Io annaspo e per guadagnare tempo chiedo al figlio di raccontarmi quello che era successo nel frattempo.

«Boh, io non ci capisco molto e, anzi, speravo me lo potessi spiegare tu.»

«Cioè?»

«Ci sono stati grandi annunci e dall’inizio del 2021 si comincia a vaccinare la gente.»

«Ma come è possibile? Neanche con la tecnologia attuale si riesce a testare un vaccino in così poco tempo.»

«Effettivamente nel cartone si dice che non è veramente un vaccino, è una nuova tecnica al MRNA, poi nel foglietto illustrativo c’è scritto che è un farmaco sperimentale, ma viene reso subito obbligatorio per i sanitari, poi per gli insegnanti.»

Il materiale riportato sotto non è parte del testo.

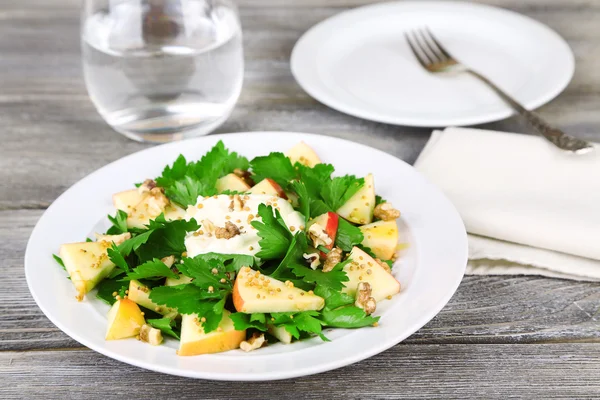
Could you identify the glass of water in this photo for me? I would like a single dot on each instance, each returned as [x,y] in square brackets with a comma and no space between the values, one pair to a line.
[162,70]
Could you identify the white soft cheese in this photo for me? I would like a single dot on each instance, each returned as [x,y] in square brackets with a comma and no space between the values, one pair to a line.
[216,209]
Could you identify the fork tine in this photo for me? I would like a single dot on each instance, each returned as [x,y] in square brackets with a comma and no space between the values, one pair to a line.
[441,48]
[440,55]
[424,62]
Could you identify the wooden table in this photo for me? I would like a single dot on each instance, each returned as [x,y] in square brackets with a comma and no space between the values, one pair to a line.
[499,337]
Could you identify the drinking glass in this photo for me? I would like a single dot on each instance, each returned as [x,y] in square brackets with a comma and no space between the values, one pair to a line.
[162,70]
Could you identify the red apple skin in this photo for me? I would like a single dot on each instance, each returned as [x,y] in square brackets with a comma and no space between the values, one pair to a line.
[331,230]
[278,188]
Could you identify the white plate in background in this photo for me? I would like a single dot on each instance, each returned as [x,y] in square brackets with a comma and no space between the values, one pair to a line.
[359,63]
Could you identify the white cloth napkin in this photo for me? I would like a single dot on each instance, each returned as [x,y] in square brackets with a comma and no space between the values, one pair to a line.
[529,208]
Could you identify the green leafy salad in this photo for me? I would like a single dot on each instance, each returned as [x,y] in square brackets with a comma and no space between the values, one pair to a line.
[225,252]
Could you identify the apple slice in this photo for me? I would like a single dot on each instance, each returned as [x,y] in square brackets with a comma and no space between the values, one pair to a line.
[140,294]
[87,264]
[233,183]
[325,223]
[381,237]
[280,333]
[257,293]
[124,320]
[268,186]
[127,200]
[359,208]
[364,269]
[194,341]
[303,154]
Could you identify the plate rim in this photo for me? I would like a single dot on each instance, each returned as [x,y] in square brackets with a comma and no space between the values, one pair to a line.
[297,372]
[331,101]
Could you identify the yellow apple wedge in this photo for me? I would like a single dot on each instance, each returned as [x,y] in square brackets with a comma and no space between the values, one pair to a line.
[381,237]
[194,341]
[364,269]
[257,293]
[87,264]
[233,183]
[268,186]
[140,294]
[124,320]
[303,154]
[359,208]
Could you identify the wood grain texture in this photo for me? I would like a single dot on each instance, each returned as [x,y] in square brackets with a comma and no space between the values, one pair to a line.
[499,337]
[403,372]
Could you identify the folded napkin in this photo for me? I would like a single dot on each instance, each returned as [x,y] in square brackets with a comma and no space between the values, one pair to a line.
[529,207]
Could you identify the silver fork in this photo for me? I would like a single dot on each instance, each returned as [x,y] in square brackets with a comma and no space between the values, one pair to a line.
[436,59]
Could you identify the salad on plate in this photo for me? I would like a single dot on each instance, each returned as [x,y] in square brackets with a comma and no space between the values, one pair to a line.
[225,253]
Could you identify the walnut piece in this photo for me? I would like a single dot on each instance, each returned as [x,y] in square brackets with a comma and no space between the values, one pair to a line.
[386,212]
[313,258]
[332,259]
[364,299]
[318,235]
[150,335]
[255,342]
[230,230]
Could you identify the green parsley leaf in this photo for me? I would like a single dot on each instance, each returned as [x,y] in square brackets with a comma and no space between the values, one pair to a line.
[275,166]
[59,261]
[232,262]
[347,317]
[348,235]
[184,182]
[303,198]
[275,236]
[337,191]
[107,287]
[314,178]
[119,223]
[151,269]
[206,274]
[243,321]
[166,326]
[333,279]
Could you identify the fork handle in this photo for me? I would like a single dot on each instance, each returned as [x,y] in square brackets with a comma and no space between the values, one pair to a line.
[554,135]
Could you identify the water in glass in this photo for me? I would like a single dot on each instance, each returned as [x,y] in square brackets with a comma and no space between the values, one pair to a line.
[160,70]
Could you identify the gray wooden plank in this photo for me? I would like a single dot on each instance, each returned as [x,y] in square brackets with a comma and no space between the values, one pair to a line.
[556,371]
[498,310]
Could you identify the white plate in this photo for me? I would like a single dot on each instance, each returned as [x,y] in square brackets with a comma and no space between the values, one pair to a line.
[358,62]
[429,271]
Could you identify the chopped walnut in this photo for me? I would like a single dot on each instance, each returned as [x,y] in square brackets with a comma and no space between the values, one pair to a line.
[245,175]
[150,335]
[318,235]
[333,258]
[255,342]
[230,230]
[116,239]
[386,212]
[384,265]
[168,261]
[364,299]
[313,258]
[147,186]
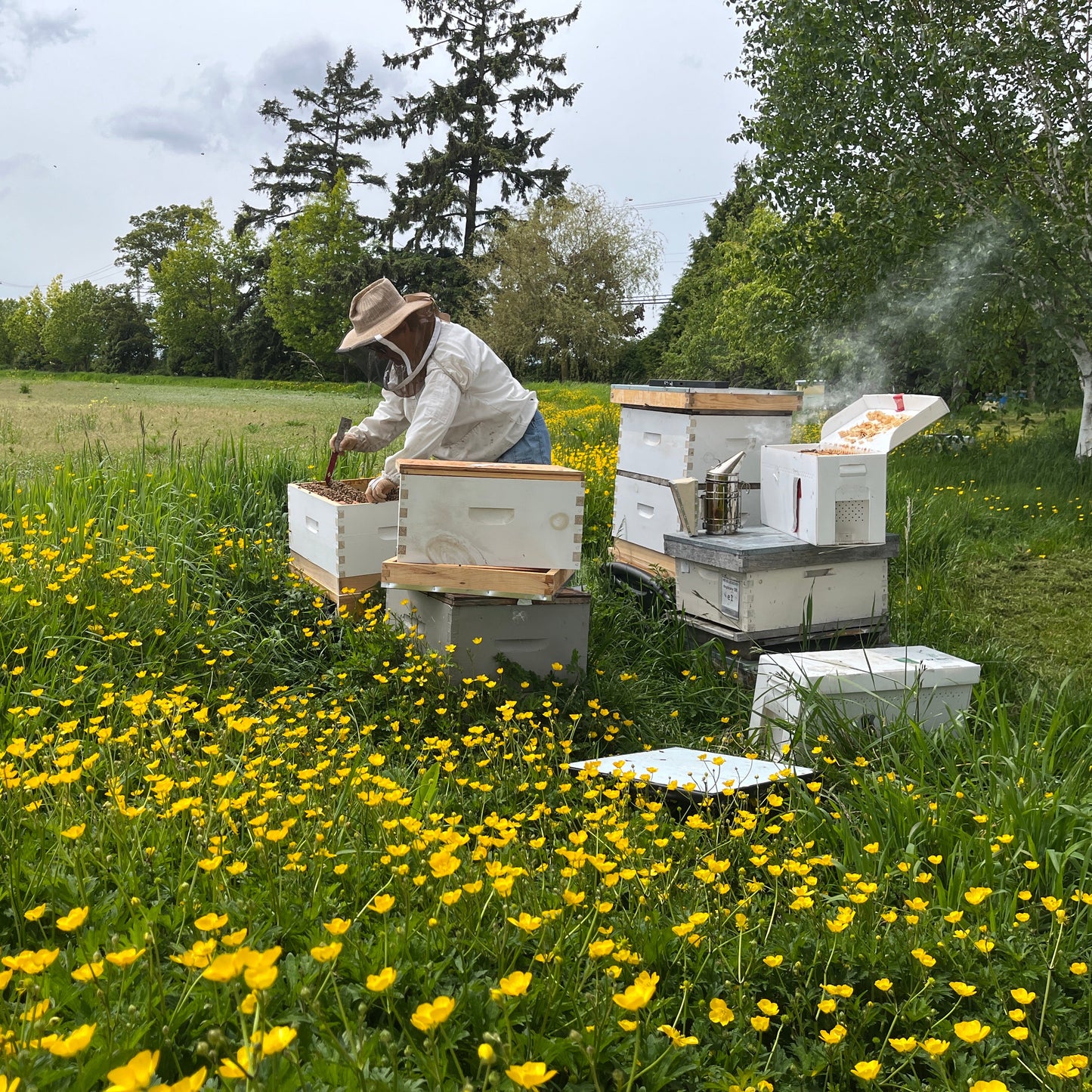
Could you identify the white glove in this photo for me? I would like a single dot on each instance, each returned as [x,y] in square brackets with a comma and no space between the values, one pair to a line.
[380,490]
[353,441]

Anna ed io restiamo a bocca aperta, io esordisco: «Come obbligatorio? No, questo non è possibile, la storia la conosco anch’io: più di ottant’anni prima di questo periodo, nella Germania nazista erano stati fatti esperimenti su cavie umane, per questo alla fine della seconda guerra mondiale e dopo il processo per i crimini di guerra è stato stabilito che il corpo umano è inviolabile. Questa legislazione vige tutt’ora in tutto il mondo!»

«Infatti dice che ognuno era costretto a firmare un consenso, molto poco informato, per cui lo Stato e le Ditte Farmaceutiche declinavano ogni responsabilità. E’ contraddittorio: obbligatorio, ma consensuale.»

Prima speravo di divertirmi ancora come ieri, ma la piega che prende si fa molto seria, Anna si lascia convincere ad andare a far compere l’indomani, insieme ci mettiamo seduti ad assistere. Le sorprese arrivano e sono sempre più tragiche.

«Ma è pazzesco! Dopo meno di due mesi fanno fare la seconda dose dello stesso vaccino, ma è semplice: vuol dire che non funziona!»

Anna mi corregge: «Non è un vaccino.»

«Ah già, è vero, però in TV e nei giornali continuano a ripetere quella parola.»

«Guarda, ci sono filmati di persone che mostrano come nella zona del braccio in cui è avvenuta l’inoculazione rimangono attaccati oggetti metallici, come avviene con una calamita: cosa c’era in quel siero?»

Io sono attonito, non riesco più a spiccicare parole, lei invece infierisce: «Adesso addirittura si sono inventati una specie di documento, lo chiamano “Green Pass” senza il quale non si può fare niente, neanche lavorare. Si ottiene o col “vaccino” in tutte le sue dosi, che intanto sono arrivate a tre, o con un esame particolarmente fastidioso, a volte doloroso.»

Mi viene da piangere quando scopro che molti dissidenti, pur di non farsi inoculare, hanno rinunciato per mesi al proprio stipendio, ma mi trattengo di fronte a Fausto, riesco solo a dire: «È  stato un nuovo fascismo.»

Lei annuisce gravemente.

Fausto interviene: «Che cos’è il fascismo?»

Mi arrabbio: «Ma che cosa studiate a scuola?»

Lui arrossisce: «Ah sì, le dittature del ‘900…»

«Evidentemente ogni tanto ci riprovano, povera gente.»

Anna riprende: «Guardate, quel farmaco ha provocato un numero enorme di reazioni avverse, tantissimi morti, molti di più della epidemia stessa, ma le autorità hanno continuato a negare tutto, anche l’evidenza.»

Il cartone finisce con un messaggio di speranza: quel tipo di terapia venne abbandonato per sempre e le case farmaceutiche vennero condannate e multate fortemente.

Fatico a riprendermi dallo shock: «Non vedo l’ora di conoscere la tua maestra di storia, ai prossimi colloqui verrò a congratularmi con lei. Sono ancora incredulo che un episodio storico del genere venga passato in sordina, ma fortunatamente ci sono ancora insegnanti come la tua!»